A concentração, que é organizada pela Associação Sindical dos Profissionais da Polícia (ASPP/PSP) e pela Associação dos Profissionais da Guarda (APG/GNR), está marcada para as 17:00 e acontece após o Governo ter fixado em 100 euros o subsídio de risco das forças de segurança.

Durante o protesto, os dirigentes da ASPP/PSP e da APG/GNR vão entregar a António Costa a proposta que tinham entregado ao Ministério da Administração Interna (MAI) durante as negociações e que não foi aceite pelo Ministério tutelado por Eduardo Cabrita.

A ASPP/PSP e a APG/GNR defendem o pagamento faseado do subsídio de risco até 2024. Em janeiro de 2022 seria pago 200 euros, em 2023 aumentava para 300 euros, fixando-se em 2024 nos 430 euros.

O presidente da ASPP, Paulo Santos, disse à Lusa que o protesto tem como objetivo “demonstrar o desagrado” com a forma como decorreu o processo negocial com o MAI e a promulgação pelo Presidente da República do diploma do Governo.

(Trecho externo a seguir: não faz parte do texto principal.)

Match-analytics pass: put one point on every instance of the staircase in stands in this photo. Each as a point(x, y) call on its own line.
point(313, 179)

Recomendado para si:  ANC condena actos xenofóbicos e defende direitos humanos

Na promulgação do diploma, na semana passada, Marcelo Rebelo de Sousa reconheceu que ficou “aquém das expectativas” dos sindicatos, mas que corresponde a “um ponto de partida que melhora a situação preexistente, num domínio em que são antigas e justas as reivindicações das forças de segurança”.

O Conselho de Ministros aprovou em 03 de setembro a atualização da componente fixa do suplemento do subsídio de risco dos profissionais das forças de segurança de 31 para 100 euros.

O ministro da Administração Interna considerou que este aumento representa uma despesa anual de cerca de 50 milhões de euros, sendo “um esforço muito significativo” e sem comparação na atual legislatura.

Os elementos da PSP e da GNR recebem mensalmente um suplemento das forças de segurança, que tem uma componente fixa, que vai passar de 31 para 100 euros, e uma componente variável equivalente a 20% do salário de cada elemento.

O subsídio de risco é uma das principais e mais antiga reivindicação dos polícias e a atribuição deste suplemento está prevista no Orçamento do Estado deste ano, numa decisão dos partidos da oposição e não do Governo.